And one morning, it was very clear to me, that, since Mom could no longer speak, and her eyes refused to remain open, and her breathing was becoming ever slower, it became clear to me that she was going to die; that what was said was said; that no more conversations were forthcoming; that she had already effectively slipped from my grip sometime during the night, though her lucidity had been in and out for the past three evenings; that the best course of action was to be at her bedside, hold her hand, and count the hours, while in the garden bugs would pick at flowers and beyond the fence a neighbor's barbecue was being as rowdy as was their right.

But I had once gotten up to get water, because my throat was parched, and when I returned from the kitchen, I strained to hear her thin and vaporous breath, but no sound came from those lips. I stared, dumbly, at her malnourished body, ravaged as it was by the disease, so small under the blankets. I breathed, I blinked. My jaw was so tense it hurt, my head throbbed violently. And, lacking the necessary gumption to bring to mind a course of action better fitted to the situation, lifted the glass of water to my lips and drank.


* * * * *


Mom's funeral was a humble event. Much like her wedding, it was sparsely attended, as was her wish, by only those closest of friends and companions she had; she had many times talked about wanting a tight-knit sweater more than a wardrobe of less fitting things. And so the meeting room at her veterinary clinic was appropriated.

Each member of that mournful, solemn party belongs to a story of their own, but to honor them and their connection to my mom I will chronicle their names in order: Tom Archer; Jai Gallup; Shika Ikeda; Ciara McCarthy; Austin McCloud; Barbara Offam; Amanda Tillerson; Faith Wallace; Tim Wilson; and myself.

After a speech I wrote regarding my mom's passing and positive influence on my life, a number of us read poems, some original, in honor of Mom's own aptitude for poetry. I myself read off a number of what I deemed to be her best, from collections that I have been meaning to try to get published. I firmly believe my mom can be a successful poet, and if she wasn't going to be able to do it in life, then perhaps she can, like many artists, flourish postmortem. But I digress. The point is that it was a very lovely and all around positive experience (in those few ways in which it could be), and while Mom's ashes sat in the middle of the table, adorned with flowers and stuffed animals, we talked as if she was someone we could still go meet. Spoke only highly of her, if sometimes we allowed ourselves to poke fun, as good friends do, at people's quirks and habits.
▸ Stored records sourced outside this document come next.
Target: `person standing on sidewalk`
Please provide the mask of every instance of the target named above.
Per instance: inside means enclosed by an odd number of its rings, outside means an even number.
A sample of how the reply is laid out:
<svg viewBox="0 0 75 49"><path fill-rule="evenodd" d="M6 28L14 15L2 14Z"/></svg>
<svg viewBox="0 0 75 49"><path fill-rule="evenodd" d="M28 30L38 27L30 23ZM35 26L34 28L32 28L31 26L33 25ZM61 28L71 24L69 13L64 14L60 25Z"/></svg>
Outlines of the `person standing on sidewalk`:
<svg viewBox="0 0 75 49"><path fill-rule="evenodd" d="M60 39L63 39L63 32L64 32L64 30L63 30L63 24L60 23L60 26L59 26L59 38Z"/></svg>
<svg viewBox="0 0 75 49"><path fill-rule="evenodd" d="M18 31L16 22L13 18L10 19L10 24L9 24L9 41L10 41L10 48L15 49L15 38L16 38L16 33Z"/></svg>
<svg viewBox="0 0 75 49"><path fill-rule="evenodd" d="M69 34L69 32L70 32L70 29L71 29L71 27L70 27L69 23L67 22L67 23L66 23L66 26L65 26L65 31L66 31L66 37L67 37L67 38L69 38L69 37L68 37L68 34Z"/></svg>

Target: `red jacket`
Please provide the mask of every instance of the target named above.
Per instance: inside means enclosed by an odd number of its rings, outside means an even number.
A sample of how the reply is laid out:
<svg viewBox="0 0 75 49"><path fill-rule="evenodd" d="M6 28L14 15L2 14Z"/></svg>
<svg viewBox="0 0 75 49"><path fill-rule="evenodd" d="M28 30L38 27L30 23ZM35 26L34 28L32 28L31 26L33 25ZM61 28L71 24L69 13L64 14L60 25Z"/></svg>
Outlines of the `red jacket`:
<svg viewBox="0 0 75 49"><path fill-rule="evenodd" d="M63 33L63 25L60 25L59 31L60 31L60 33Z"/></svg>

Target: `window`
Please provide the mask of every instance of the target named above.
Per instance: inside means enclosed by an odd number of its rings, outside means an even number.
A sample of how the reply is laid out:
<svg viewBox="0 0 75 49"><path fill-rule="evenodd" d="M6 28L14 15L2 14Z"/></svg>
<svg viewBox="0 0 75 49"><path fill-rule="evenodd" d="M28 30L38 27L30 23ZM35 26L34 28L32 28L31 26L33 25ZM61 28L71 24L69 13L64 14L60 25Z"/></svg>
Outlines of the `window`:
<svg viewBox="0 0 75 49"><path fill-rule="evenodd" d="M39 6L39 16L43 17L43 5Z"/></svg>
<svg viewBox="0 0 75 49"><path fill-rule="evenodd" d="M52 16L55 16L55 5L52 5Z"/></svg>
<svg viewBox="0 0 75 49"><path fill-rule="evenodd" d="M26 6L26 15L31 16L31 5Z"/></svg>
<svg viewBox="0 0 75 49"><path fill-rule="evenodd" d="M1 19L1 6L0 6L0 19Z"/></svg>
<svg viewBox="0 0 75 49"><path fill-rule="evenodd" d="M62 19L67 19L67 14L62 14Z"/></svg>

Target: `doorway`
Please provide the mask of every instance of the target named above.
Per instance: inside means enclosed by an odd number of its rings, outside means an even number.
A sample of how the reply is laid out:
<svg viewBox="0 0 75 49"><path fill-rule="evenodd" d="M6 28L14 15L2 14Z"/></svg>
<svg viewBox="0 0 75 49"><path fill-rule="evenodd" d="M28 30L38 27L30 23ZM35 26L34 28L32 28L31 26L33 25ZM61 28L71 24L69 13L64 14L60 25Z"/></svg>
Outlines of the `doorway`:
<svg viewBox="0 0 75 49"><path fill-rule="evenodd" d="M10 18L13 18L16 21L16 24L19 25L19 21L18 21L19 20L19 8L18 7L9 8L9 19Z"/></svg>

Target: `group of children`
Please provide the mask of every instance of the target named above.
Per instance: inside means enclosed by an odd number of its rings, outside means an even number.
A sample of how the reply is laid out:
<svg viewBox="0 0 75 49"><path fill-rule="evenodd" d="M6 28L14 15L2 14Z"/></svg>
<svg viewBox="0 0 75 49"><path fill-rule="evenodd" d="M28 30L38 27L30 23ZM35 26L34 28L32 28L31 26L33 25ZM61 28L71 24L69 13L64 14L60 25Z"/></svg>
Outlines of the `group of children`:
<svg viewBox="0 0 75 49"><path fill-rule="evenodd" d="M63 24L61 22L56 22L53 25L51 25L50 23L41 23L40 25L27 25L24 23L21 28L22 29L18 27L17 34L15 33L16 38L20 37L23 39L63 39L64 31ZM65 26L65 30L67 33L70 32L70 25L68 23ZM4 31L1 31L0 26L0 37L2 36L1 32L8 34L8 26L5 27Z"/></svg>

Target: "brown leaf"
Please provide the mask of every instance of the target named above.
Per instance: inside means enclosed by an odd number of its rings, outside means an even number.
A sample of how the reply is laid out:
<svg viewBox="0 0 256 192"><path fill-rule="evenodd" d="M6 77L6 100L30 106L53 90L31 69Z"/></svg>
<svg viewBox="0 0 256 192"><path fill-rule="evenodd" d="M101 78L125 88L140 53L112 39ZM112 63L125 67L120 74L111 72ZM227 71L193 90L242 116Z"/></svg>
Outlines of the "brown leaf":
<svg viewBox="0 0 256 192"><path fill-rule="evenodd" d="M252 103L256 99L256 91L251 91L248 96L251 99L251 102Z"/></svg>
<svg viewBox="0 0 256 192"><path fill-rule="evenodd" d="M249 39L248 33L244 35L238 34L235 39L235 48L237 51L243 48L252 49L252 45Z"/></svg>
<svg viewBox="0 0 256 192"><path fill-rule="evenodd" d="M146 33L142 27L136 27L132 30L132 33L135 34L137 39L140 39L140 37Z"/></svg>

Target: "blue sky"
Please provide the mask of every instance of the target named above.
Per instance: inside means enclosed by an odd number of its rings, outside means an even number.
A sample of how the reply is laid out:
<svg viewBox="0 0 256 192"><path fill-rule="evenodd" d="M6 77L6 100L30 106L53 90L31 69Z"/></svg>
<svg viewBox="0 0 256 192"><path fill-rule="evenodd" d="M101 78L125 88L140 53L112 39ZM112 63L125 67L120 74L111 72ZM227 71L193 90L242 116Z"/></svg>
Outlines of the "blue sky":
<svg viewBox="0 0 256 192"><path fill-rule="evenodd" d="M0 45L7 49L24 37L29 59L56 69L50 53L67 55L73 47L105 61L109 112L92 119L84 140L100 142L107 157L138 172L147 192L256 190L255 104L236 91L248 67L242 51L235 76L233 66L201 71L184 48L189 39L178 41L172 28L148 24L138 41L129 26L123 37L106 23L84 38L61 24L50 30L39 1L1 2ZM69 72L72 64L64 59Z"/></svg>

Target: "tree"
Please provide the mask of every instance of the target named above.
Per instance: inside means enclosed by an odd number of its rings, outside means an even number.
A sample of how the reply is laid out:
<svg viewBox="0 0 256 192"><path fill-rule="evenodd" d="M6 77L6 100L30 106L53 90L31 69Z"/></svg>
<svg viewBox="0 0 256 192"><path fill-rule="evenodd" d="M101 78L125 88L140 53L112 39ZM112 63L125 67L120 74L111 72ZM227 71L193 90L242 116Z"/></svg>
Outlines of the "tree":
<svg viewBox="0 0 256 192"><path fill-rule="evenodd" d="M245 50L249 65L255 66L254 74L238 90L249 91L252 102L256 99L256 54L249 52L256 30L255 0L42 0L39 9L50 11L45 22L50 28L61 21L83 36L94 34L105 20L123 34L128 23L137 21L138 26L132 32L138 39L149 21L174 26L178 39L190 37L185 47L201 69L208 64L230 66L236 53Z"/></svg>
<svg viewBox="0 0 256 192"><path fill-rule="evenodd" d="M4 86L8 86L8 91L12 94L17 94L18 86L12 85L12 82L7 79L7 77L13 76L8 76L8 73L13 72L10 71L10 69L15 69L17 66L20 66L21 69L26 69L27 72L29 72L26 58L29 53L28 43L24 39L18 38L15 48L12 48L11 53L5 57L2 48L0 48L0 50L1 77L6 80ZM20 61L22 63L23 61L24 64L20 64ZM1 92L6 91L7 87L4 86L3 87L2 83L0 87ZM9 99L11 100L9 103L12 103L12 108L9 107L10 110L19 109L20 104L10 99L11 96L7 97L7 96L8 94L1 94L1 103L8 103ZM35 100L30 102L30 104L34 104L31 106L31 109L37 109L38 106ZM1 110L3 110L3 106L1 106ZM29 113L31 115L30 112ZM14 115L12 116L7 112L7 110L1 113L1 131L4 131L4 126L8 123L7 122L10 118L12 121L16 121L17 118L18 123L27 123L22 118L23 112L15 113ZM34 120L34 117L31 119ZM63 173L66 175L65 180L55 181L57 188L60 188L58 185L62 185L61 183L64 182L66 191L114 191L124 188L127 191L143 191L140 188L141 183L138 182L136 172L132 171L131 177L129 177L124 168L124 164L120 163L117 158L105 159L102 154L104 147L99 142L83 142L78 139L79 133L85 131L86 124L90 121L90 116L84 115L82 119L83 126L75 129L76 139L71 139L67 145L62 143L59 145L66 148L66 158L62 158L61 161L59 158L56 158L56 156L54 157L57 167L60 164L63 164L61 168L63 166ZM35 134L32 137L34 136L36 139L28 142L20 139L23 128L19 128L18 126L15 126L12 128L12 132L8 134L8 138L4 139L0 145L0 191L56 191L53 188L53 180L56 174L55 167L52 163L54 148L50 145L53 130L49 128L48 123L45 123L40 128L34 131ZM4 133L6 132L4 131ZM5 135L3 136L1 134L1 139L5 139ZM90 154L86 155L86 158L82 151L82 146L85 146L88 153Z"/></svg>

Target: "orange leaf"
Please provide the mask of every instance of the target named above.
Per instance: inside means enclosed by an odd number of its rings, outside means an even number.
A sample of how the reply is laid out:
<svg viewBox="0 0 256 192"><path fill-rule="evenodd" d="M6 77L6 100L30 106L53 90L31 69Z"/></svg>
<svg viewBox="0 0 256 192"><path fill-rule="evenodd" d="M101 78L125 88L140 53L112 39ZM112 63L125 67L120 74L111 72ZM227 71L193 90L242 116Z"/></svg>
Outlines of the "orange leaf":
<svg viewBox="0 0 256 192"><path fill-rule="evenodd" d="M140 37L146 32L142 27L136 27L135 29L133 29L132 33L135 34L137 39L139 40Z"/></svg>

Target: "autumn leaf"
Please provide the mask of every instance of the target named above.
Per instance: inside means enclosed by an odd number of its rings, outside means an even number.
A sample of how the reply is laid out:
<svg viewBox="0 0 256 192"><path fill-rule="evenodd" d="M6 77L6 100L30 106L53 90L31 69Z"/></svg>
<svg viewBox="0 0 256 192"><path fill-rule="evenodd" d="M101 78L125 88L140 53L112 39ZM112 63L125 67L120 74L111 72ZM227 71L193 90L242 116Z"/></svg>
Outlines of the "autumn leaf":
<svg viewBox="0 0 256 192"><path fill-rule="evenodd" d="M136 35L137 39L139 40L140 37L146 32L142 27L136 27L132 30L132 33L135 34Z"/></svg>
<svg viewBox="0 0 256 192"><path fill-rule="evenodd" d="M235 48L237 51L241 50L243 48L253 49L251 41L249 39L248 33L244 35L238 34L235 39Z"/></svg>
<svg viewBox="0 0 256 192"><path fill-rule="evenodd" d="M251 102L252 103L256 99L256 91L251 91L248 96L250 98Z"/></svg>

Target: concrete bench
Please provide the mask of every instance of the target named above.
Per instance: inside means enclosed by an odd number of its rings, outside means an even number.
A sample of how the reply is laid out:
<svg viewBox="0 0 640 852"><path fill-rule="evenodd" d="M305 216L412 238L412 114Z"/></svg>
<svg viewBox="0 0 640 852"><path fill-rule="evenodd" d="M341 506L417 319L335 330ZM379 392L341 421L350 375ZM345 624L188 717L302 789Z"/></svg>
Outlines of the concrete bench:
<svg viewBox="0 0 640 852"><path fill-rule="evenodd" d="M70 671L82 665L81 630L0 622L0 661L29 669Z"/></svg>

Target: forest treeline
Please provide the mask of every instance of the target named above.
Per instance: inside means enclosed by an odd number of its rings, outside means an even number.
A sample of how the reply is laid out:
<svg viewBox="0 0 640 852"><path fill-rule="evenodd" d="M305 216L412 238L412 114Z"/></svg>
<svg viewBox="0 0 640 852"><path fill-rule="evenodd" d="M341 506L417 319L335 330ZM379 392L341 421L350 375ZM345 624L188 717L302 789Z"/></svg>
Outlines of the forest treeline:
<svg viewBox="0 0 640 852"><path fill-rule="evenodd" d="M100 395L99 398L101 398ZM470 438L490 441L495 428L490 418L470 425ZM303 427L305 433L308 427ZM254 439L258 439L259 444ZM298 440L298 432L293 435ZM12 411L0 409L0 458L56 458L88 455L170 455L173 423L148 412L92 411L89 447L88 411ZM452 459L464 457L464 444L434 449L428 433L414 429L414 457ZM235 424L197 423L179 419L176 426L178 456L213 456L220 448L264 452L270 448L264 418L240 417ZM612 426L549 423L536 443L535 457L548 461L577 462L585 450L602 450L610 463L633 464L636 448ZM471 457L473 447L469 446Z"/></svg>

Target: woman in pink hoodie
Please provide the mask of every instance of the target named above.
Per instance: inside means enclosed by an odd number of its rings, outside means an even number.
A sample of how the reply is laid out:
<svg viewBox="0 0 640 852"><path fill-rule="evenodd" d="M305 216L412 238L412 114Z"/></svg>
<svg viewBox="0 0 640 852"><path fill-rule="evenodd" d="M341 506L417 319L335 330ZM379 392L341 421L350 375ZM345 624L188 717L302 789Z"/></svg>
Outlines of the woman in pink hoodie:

Whatever jest there was, it was not mean, but in celebration of all the little things that made Mom Mom.

For example, the way she would cross her legs, rest an elbow on her knee, rest her head on her hand, and lean far forwards whenever she was getting really invested in listening or watching something; or how she couldn't bring herself to stay mad, even when she was fuming just moments ago; or how, the veterinarians present informed me, every pet she operated on would leave the clinic with a new nickname. The list continues.

But since no conversation, no matter how dear, can last forever, we all began to depart, as friends. Hands were shaken, though hugs happened more often, and all participants slowly left, one after the other, to head home for dinner and for rest. That was, until it was only myself left in that cramped office space with Tim, whom, for his time here, had seemed perhaps disproportionately affected. Had he not had a lowered head from the moment he came in? Had he not clutched at his chest, hand over his heart, at irregular intervals, breathing deeply as to calm himself? I don't think I had ever seen Tim less like himself. He was entirely without his smile, which he wore whether real or fake, and though such was expected, he did not join in on the more lighthearted conversation once minds had turned from grieving what was lost to celebrating what was had, a social atmosphere from which Tim's yarn-knitting mind drew its richest substance. For three hours, not a change had been seen within him.

And now, alone in this room, he had also failed to rise from his seat, neck still bent, hand still raised to his breast, breathing as if breathing was the only thing to do. I wondered for a moment if he knew I was still there, but I did not have to wonder long.

"Hey," he said, head still facing the table. "I wanted to say I'm really sorry."

A cold, wet shiver passed over my body from my feet to my head.

"We haven't seen each other in years. How long has it been? Half a decade? We've video called, sure, but we haven't seen each other. Just one state border away, and we haven't seen each other."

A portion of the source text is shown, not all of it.